ABSTRACT

In 1951, in a Polish journal named, in the spirit of the Stalinist period, The New Culture, the critic Andrzej Braun singled out a promising young poet called Tadeusz Różewicz for censure, finding in his poetry “unfortunate” similarities with the atmosphere of early Eliot and even obvious quotations from the latter’s work. Braun took these as evidence that Różewicz had “thoroughly mastered the rat-hopeless poetry of the English decadent”. This chapter examines the subtle dialogue with Eliot in the work of the poet who changed the face of Polish poetry, attempting to present the relationship in a quite different light.
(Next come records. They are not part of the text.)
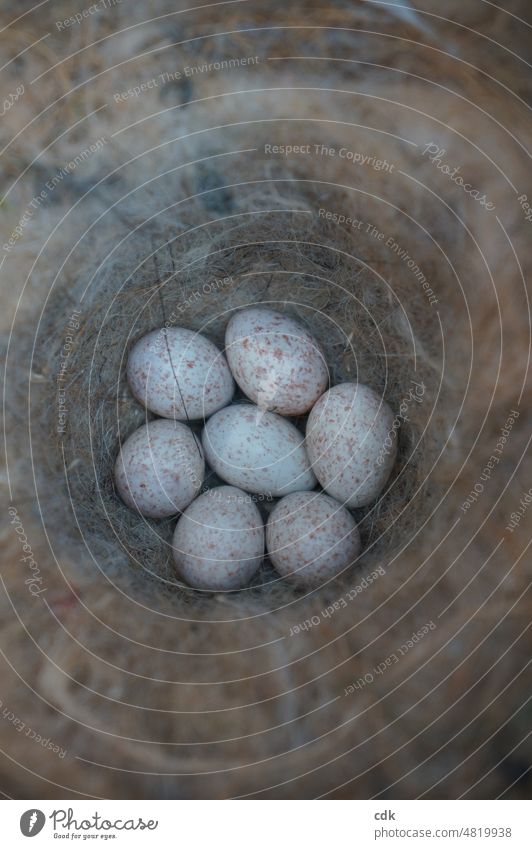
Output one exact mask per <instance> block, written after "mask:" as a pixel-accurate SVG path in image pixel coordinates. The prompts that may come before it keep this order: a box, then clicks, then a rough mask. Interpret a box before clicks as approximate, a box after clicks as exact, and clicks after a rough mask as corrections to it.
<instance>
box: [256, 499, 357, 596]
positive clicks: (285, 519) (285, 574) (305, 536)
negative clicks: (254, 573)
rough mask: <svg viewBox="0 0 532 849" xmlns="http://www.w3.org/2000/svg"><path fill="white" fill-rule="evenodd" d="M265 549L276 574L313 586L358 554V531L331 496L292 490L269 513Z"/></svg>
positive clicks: (266, 531)
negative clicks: (291, 491) (273, 566)
mask: <svg viewBox="0 0 532 849" xmlns="http://www.w3.org/2000/svg"><path fill="white" fill-rule="evenodd" d="M266 548H267V550H268V554H269V556H270V560H271V561H272V563H273V565H274V566H275V568H276V569H277V571H278V572H279V574H280V575H282V576H283V577H284V578H289V579H290V580H291V581H294V582H295V583H298V584H302V585H303V586H306V587H316V586H319V585H320V584H322V583H323V582H324V581H326V580H328V579H329V578H332V577H334V576H335V575H339V574H340V572H342V571H343V570H344V569H345V568H347V567H348V566H350V565H351V564H352V563H353V561H354V560H355V559H356V558H357V556H358V555H359V554H360V534H359V532H358V528H357V526H356V523H355V520H354V519H353V517H352V516H351V514H350V513H349V512H348V511H347V510H346V509H345V507H342V505H341V504H340V503H339V502H338V501H335V499H334V498H330V497H329V496H328V495H323V494H321V493H316V492H294V493H292V494H291V495H287V496H285V497H284V498H282V499H281V500H280V501H279V502H278V504H276V505H275V507H274V509H273V510H272V512H271V513H270V517H269V519H268V524H267V526H266Z"/></svg>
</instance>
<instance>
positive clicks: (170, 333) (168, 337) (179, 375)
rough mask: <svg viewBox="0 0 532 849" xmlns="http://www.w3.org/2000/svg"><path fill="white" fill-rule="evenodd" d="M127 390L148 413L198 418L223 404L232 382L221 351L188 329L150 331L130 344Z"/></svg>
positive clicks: (179, 420) (208, 414)
mask: <svg viewBox="0 0 532 849" xmlns="http://www.w3.org/2000/svg"><path fill="white" fill-rule="evenodd" d="M127 379H128V382H129V386H130V388H131V391H132V393H133V395H134V396H135V398H136V399H137V401H140V403H141V404H143V405H144V406H145V407H147V408H148V410H151V411H152V413H157V414H158V415H159V416H164V417H165V418H168V419H173V418H175V419H178V421H186V419H202V418H206V417H207V416H210V415H211V413H214V412H215V411H216V410H219V409H221V408H222V407H225V405H226V404H229V402H230V401H231V398H232V397H233V393H234V389H235V384H234V381H233V378H232V376H231V372H230V370H229V366H228V365H227V362H226V360H225V357H224V355H223V354H222V353H221V351H219V350H218V348H217V347H216V345H213V343H212V342H211V341H210V340H209V339H206V338H205V336H202V335H201V334H200V333H195V332H194V331H193V330H187V329H186V328H184V327H168V328H161V329H160V330H153V331H152V332H151V333H148V334H147V335H146V336H143V337H142V339H139V340H138V342H136V343H135V345H134V346H133V348H132V349H131V352H130V354H129V358H128V362H127Z"/></svg>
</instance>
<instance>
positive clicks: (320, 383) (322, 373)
mask: <svg viewBox="0 0 532 849" xmlns="http://www.w3.org/2000/svg"><path fill="white" fill-rule="evenodd" d="M225 347H226V350H225V353H226V356H227V361H228V363H229V366H230V368H231V371H232V372H233V375H234V377H235V380H236V382H237V383H238V385H239V386H240V388H241V389H242V391H243V392H245V394H246V395H247V396H248V398H251V400H252V401H254V402H255V404H257V406H258V407H260V408H261V409H262V410H272V411H273V412H275V413H279V414H281V415H283V416H296V415H300V414H301V413H305V412H306V411H307V410H310V408H311V407H312V405H313V404H314V403H315V401H317V400H318V398H319V397H320V395H321V394H322V393H323V392H324V391H325V389H326V387H327V382H328V370H327V364H326V363H325V360H324V358H323V353H322V351H321V349H320V347H319V345H318V343H317V342H316V340H315V339H313V337H312V336H311V334H310V333H309V332H308V330H306V329H305V328H304V327H303V326H302V325H301V324H299V322H298V321H295V320H294V319H293V318H290V317H289V316H286V315H283V314H282V313H279V312H276V311H275V310H271V309H266V308H264V307H252V308H250V309H245V310H242V312H239V313H237V314H236V315H234V316H233V317H232V319H231V320H230V322H229V324H228V325H227V330H226V333H225Z"/></svg>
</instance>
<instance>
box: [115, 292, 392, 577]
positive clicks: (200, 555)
mask: <svg viewBox="0 0 532 849" xmlns="http://www.w3.org/2000/svg"><path fill="white" fill-rule="evenodd" d="M127 378H128V382H129V386H130V388H131V391H132V393H133V395H134V396H135V398H136V399H137V400H138V401H139V402H140V403H141V404H142V405H143V406H144V407H145V408H147V409H148V410H149V411H151V412H152V413H155V414H157V415H159V416H161V417H162V418H159V419H155V420H153V421H150V422H149V423H148V424H146V425H144V426H143V427H140V428H139V429H138V430H136V431H135V432H134V433H133V434H132V435H131V436H130V437H129V438H128V439H127V440H126V442H125V443H124V444H123V445H122V448H121V451H120V454H119V456H118V459H117V461H116V466H115V483H116V487H117V490H118V492H119V494H120V496H121V498H122V499H123V501H124V502H125V503H126V504H127V505H128V507H130V508H131V509H133V510H135V511H137V512H138V513H140V514H142V515H144V516H147V517H150V518H163V517H168V516H174V515H177V514H178V513H180V514H181V516H180V518H179V520H178V522H177V525H176V528H175V532H174V536H173V541H172V548H173V555H174V560H175V564H176V567H177V570H178V572H179V574H180V576H181V577H182V578H183V579H184V580H185V581H186V582H187V583H188V584H190V585H191V586H192V587H195V588H197V589H203V590H213V591H214V590H234V589H239V588H241V587H243V586H245V585H246V584H248V583H249V581H250V580H251V578H252V577H253V575H254V574H255V573H256V571H257V570H258V568H259V567H260V564H261V562H262V559H263V556H264V550H265V546H266V549H267V551H268V555H269V557H270V560H271V562H272V564H273V565H274V567H275V569H276V570H277V572H278V573H279V575H280V576H282V577H283V578H287V579H289V580H292V581H294V582H296V583H298V584H300V585H302V586H305V587H315V586H318V585H319V584H321V583H322V582H323V581H326V580H327V579H329V578H331V577H333V576H335V575H337V574H339V573H340V572H342V571H343V570H344V569H345V568H346V567H348V566H349V565H350V564H351V563H352V562H353V561H354V560H355V559H356V557H357V556H358V554H359V553H360V547H361V545H360V535H359V532H358V528H357V525H356V522H355V520H354V518H353V516H352V514H351V513H350V512H349V508H355V507H362V506H364V505H367V504H369V503H371V502H372V501H373V500H374V499H375V498H376V497H377V496H378V495H379V493H380V492H381V491H382V489H383V487H384V485H385V483H386V481H387V479H388V477H389V475H390V471H391V469H392V466H393V464H394V460H395V454H396V431H395V428H394V427H393V421H394V416H393V413H392V411H391V409H390V408H389V406H388V405H387V404H386V403H385V402H384V401H383V400H382V398H381V397H380V396H379V395H378V394H377V393H376V392H374V391H373V390H372V389H370V388H368V387H367V386H363V385H362V384H360V383H341V384H338V385H336V386H332V387H331V388H329V389H327V386H328V385H329V372H328V368H327V364H326V362H325V359H324V355H323V352H322V350H321V348H320V346H319V344H318V343H317V342H316V340H315V339H314V338H313V337H312V335H311V334H310V333H309V332H308V331H307V330H306V328H305V327H303V326H302V325H301V324H300V323H299V322H298V321H296V320H294V319H293V318H290V317H288V316H286V315H283V314H282V313H279V312H276V311H274V310H271V309H267V308H263V307H252V308H248V309H243V310H241V311H240V312H238V313H236V314H235V315H234V316H233V317H232V318H231V319H230V321H229V323H228V325H227V329H226V336H225V355H224V354H223V353H222V352H221V351H220V350H218V348H217V347H216V346H215V345H214V344H213V343H212V342H211V341H210V340H209V339H207V338H206V337H205V336H203V335H201V334H199V333H196V332H194V331H192V330H187V329H185V328H181V327H168V328H162V329H160V330H154V331H152V332H151V333H148V334H147V335H146V336H144V337H143V338H141V339H140V340H139V341H138V342H136V344H135V345H134V346H133V348H132V350H131V352H130V354H129V358H128V363H127ZM235 382H236V384H238V386H239V388H240V389H241V390H242V392H243V393H244V394H245V395H246V396H247V399H249V400H238V401H236V402H234V403H232V401H233V397H234V394H235V388H236V387H235ZM306 414H308V418H307V423H306V433H305V436H303V434H302V432H301V431H300V430H299V428H298V427H296V425H295V424H294V423H293V422H292V421H290V419H289V418H288V417H290V416H303V415H306ZM193 420H204V421H205V424H204V427H203V431H202V434H201V440H200V439H199V437H198V436H197V435H196V434H195V433H194V431H193V430H192V428H191V427H190V422H192V421H193ZM206 462H207V463H208V465H209V467H210V468H211V469H212V470H213V471H214V472H215V473H216V474H217V475H218V477H219V478H221V480H223V481H225V483H226V484H227V485H224V486H218V487H214V488H212V489H209V490H207V491H203V492H202V488H203V483H204V478H205V467H206ZM318 485H319V487H320V488H321V489H322V490H323V491H319V490H318ZM261 495H263V496H264V495H266V496H268V497H273V498H278V499H279V500H278V501H277V503H276V504H275V506H274V508H273V510H272V511H271V513H270V515H269V518H268V521H267V524H266V528H264V524H263V520H262V517H261V514H260V511H259V509H258V507H257V503H256V501H257V496H261Z"/></svg>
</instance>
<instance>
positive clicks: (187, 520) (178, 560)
mask: <svg viewBox="0 0 532 849" xmlns="http://www.w3.org/2000/svg"><path fill="white" fill-rule="evenodd" d="M172 548H173V552H174V560H175V564H176V566H177V569H178V571H179V574H180V575H181V576H182V577H183V578H184V579H185V581H186V582H187V583H188V584H190V586H191V587H195V588H196V589H201V590H238V589H240V588H241V587H245V586H246V584H248V583H249V581H250V580H251V578H252V577H253V575H254V574H255V572H256V571H257V569H258V568H259V566H260V564H261V562H262V558H263V555H264V525H263V522H262V518H261V515H260V513H259V510H258V508H257V505H256V504H254V503H253V501H252V499H251V497H250V496H249V495H247V494H246V493H245V492H242V490H241V489H236V487H233V486H219V487H216V488H215V489H210V490H208V491H207V492H204V493H203V494H202V495H200V496H199V497H198V498H196V500H195V501H193V502H192V504H191V505H190V507H187V509H186V510H185V512H184V513H183V515H182V516H181V518H180V519H179V521H178V523H177V527H176V529H175V533H174V538H173V542H172Z"/></svg>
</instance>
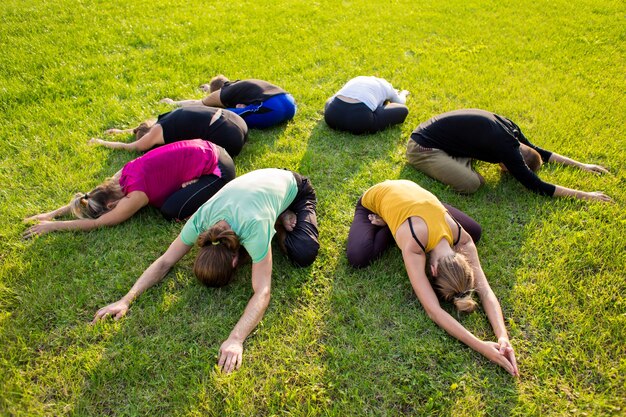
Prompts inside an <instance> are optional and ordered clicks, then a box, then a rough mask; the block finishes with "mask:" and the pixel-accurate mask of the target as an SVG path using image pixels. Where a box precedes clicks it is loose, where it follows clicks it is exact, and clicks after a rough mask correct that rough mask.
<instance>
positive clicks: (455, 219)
mask: <svg viewBox="0 0 626 417" xmlns="http://www.w3.org/2000/svg"><path fill="white" fill-rule="evenodd" d="M448 214H450V213H448ZM450 217H452V220H454V222H455V223H456V225H457V226H458V227H459V235H458V236H457V237H456V240H455V241H454V243H453V244H452V246H456V245H457V244H458V243H459V240H461V229H463V228H462V227H461V223H459V222H457V221H456V219H455V218H454V216H452V215H451V214H450Z"/></svg>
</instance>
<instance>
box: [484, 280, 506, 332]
mask: <svg viewBox="0 0 626 417" xmlns="http://www.w3.org/2000/svg"><path fill="white" fill-rule="evenodd" d="M480 300H481V302H482V305H483V308H484V309H485V314H487V318H488V319H489V323H491V327H492V328H493V333H494V334H495V335H496V338H497V339H498V340H500V339H501V338H503V337H504V338H506V339H508V338H509V334H508V332H507V330H506V325H505V324H504V315H503V314H502V308H501V307H500V302H499V301H498V298H497V297H496V295H495V294H494V293H493V291H492V290H491V289H489V290H488V291H487V292H486V293H484V294H483V293H480Z"/></svg>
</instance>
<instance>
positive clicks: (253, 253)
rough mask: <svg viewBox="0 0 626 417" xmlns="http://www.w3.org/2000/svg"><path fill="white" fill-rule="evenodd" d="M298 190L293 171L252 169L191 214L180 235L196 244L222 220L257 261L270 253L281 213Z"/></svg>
mask: <svg viewBox="0 0 626 417" xmlns="http://www.w3.org/2000/svg"><path fill="white" fill-rule="evenodd" d="M297 193H298V184H297V183H296V179H295V178H294V176H293V173H292V172H291V171H286V170H284V169H276V168H268V169H259V170H257V171H252V172H249V173H247V174H245V175H242V176H241V177H237V178H235V179H234V180H232V181H230V182H229V183H228V184H226V185H225V186H224V187H223V188H222V189H221V190H219V191H218V192H217V193H216V194H215V195H214V196H213V197H211V199H210V200H209V201H207V202H206V203H204V204H203V205H202V206H201V207H200V208H199V209H198V211H196V212H195V213H194V215H193V216H191V217H190V218H189V220H188V221H187V223H186V224H185V226H184V227H183V230H182V231H181V232H180V238H181V240H182V241H183V242H184V243H185V244H186V245H190V246H191V245H193V244H194V243H195V242H196V240H197V239H198V236H199V235H200V234H201V233H202V232H204V231H206V230H208V229H209V228H211V226H213V225H214V224H215V223H217V222H219V221H220V220H225V221H226V223H228V224H229V225H230V227H231V228H232V229H233V232H235V234H236V235H237V237H238V238H239V241H240V242H241V244H242V245H243V247H244V248H246V251H248V254H250V257H251V258H252V262H253V263H257V262H260V261H261V260H263V258H265V256H266V255H267V253H268V251H269V249H270V245H271V241H272V238H273V237H274V234H275V233H276V230H275V229H274V224H275V223H276V219H277V218H278V216H279V215H280V214H281V213H282V212H283V211H285V210H286V209H287V207H289V205H290V204H291V203H292V202H293V200H294V199H295V198H296V194H297Z"/></svg>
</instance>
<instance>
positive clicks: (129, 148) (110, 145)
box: [94, 139, 134, 151]
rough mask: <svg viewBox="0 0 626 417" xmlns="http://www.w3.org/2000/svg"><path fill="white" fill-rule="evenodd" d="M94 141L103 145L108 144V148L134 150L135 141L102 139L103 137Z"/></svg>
mask: <svg viewBox="0 0 626 417" xmlns="http://www.w3.org/2000/svg"><path fill="white" fill-rule="evenodd" d="M94 142H96V143H98V144H100V145H102V146H106V147H107V148H111V149H124V150H127V151H129V150H134V142H133V143H125V142H113V141H108V140H102V139H94Z"/></svg>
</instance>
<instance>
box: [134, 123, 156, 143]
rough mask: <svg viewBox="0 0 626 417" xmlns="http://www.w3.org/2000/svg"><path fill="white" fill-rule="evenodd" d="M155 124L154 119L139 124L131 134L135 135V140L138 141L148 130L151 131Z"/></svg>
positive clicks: (148, 130) (143, 136)
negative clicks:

Różewicz discovered in Eliot a “prophetic genius”, a diagnosis of the ills of modernity and a drive to “challenge the world from which his work arose” that was deeply in tune with his own. Różewicz knew Eliot only in translation, and the context in which he wrote was quite different. Yet he found in the Anglo-American poet one of the very few “distinguished shamans” in an “insane century” who, as another Polish poet of Różewicz’s generation puts it, “knew the secret/of conjuring a form with words that resists the action of time” (Zbigniew Herbert, “To Ryszard Krynicki – a Letter”, translated by John and Bogdana Carpenter).